Intel® Moderncode for Parallel Architectures
Support for developing parallel programming applications on Intel® Architecture.

Peak on XEON and Opteron

Alfredo
Beginner
263 Views
Hi,
I may be slightly OT but I couldn't imagine any better place to ask this. I want to compute the theoretical peak performance for both a dual-core 3.0 GHz Woodcrest and a dual-core 2.2 GHz Opteron processors.
Googling around, it looks like, besides the differenze in clock speed, there is a factor of two that I cannot understand.
For the Woodcrest I assume that it is possible to do vector fused multiply-add fp operations. That would make 2*2=4 operations/cycle (2 because of vector and 2 because of fused madd) and thus (there's another factor of 2 coming from the dual-core) 3.0*4*2=24 Gflop/s theoretical peak. Is there anything wrong in this?

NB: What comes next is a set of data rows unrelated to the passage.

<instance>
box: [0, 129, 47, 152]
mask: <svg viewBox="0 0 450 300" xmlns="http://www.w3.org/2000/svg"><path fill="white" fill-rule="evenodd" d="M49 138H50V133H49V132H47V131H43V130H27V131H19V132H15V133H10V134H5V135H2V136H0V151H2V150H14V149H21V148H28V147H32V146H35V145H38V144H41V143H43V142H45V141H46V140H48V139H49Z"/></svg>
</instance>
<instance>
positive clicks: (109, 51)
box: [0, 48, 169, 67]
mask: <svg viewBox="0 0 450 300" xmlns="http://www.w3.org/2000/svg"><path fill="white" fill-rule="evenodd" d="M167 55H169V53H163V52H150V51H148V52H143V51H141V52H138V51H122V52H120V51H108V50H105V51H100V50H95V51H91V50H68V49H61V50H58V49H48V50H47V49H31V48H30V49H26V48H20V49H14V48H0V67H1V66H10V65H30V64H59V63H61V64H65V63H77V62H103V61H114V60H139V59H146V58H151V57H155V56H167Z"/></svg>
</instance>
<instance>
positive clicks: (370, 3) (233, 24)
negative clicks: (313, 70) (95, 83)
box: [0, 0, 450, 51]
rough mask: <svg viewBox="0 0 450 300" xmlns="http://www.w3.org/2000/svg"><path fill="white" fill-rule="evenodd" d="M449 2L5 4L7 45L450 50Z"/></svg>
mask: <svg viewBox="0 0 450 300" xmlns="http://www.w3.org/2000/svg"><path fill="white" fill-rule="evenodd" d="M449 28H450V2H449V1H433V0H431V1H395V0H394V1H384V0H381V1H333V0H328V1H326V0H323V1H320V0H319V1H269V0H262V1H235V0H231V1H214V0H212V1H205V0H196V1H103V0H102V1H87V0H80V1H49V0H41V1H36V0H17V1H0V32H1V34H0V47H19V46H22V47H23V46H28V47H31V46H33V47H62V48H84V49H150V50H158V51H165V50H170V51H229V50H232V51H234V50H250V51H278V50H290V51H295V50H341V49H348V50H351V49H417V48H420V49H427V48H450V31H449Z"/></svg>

Now, for the Opteron I would do the same just replacing 3.0 with 2.2 but it turns out to be wrong because google says that the peak is exactly half as much (I didn't find any explanation for this). Aren't opterons capable of doing vector fused madd? They have SSE3 so...

Is there anybody here that can help me with this?
Also, if you know any place/forum where I can redirect my question, please let me know.

Regards

Alfredo Buttari


0 Kudos
3 Replies
jimdempseyatthecove
Honored Contributor III
263 Views

Alfredo,

A theoretical peak performance is seldom seen except by a carefully crafted benchmark written by the party wishing to amplify the peak performance. There are many issues at hand in a real application that exhibits (much) less than peak performance.

Of particular interest to you is the nature of _your_ application and how it relates to memory access patterns. Intel FP calculations are supposedly faster in the core, but Opteron, in NUMA configurations can deliver data faster to the pipeline. As to which system is faster... this depends on your applicaiton.

Jim Dempsey

BTW I have a4-core Opteron system 2x270 Dual Core processors.
I would be willing to accept a donation of a 2 x 4 Core Xeon 3.0 GHz system...

0 Kudos
TimP
Honored Contributor III
263 Views

There is no fused multiply-add in any currently available Xeon or Opteron product. Peak performance for Woodcrest would be achievedwhen both a parallel multiply and a parallel add can be retiredfor eachclock cycle. For double precision, that would reach your total of 4 operations per cycle per core.

As I understand it, current Opteron requires 2 cycles toissue the 4 operations, as there is no full parallelism. Parallel SSE2 operations are split between 2 fp units, and peak double precisionrate is the same as for serial SSE2 operations.

SSE3 has nothing to do with this, except that all SSE3 machines of course include SSE2. The first Intel SSE3 CPUs could issue a parallel multiply only every other clock cycle, and add only on cycles not taken by multiply,as I understood it. Peak fp rate per clock cycle was the same as Opteron, but the clock rates generally were significantly higher.

It is more difficult in practice to approach the peak fp rate on Woodcrest than on Opteron. The peak rate on Woodcrest can't be sustained unless half the operands are loop invariant register operands, as well as all operations parallel SSE. Practical problems also are affected by bus data transfer and such issues where there are differences between the brands.

MKL DGEMM should be capable of reaching 90% of peak for certain sizes of problems. In my experience, that would be the only semi-practical situation where peak fp rate has relevance. So, if you are interested in demonstrated MKL performance, you could go to the MKL forum, after searching for posted articles on MKL.

0 Kudos
Alfredo
Beginner
263 Views
tim18:

There is no fused multiply-add in any currently available Xeon or Opteron product. Peak performance for Woodcrest would be achievedwhen both a parallel multiply and a parallel add can be retiredfor eachclock cycle. For double precision, that would reach your total of 4 operations per cycle per core.

As I understand it, current Opteron requires 2 cycles toissue the 4 operations, as there is no full parallelism. Parallel SSE2 operations are split between 2 fp units, and peak double precisionrate is the same as for serial SSE2 operations.



Tim,
so, if I got it right, you are saying that even if there's no fused madd, it is still possible to execute on mul and one add every clock cycle on XEON processors. Where do this parallelism come from? are there multiple ALUs?
Thanks a lot

Alfredo

PS
GotoBLAS is usually capable of delivering higher performance than MKL and, thus, get closer to the theoretical peak on DGEMM.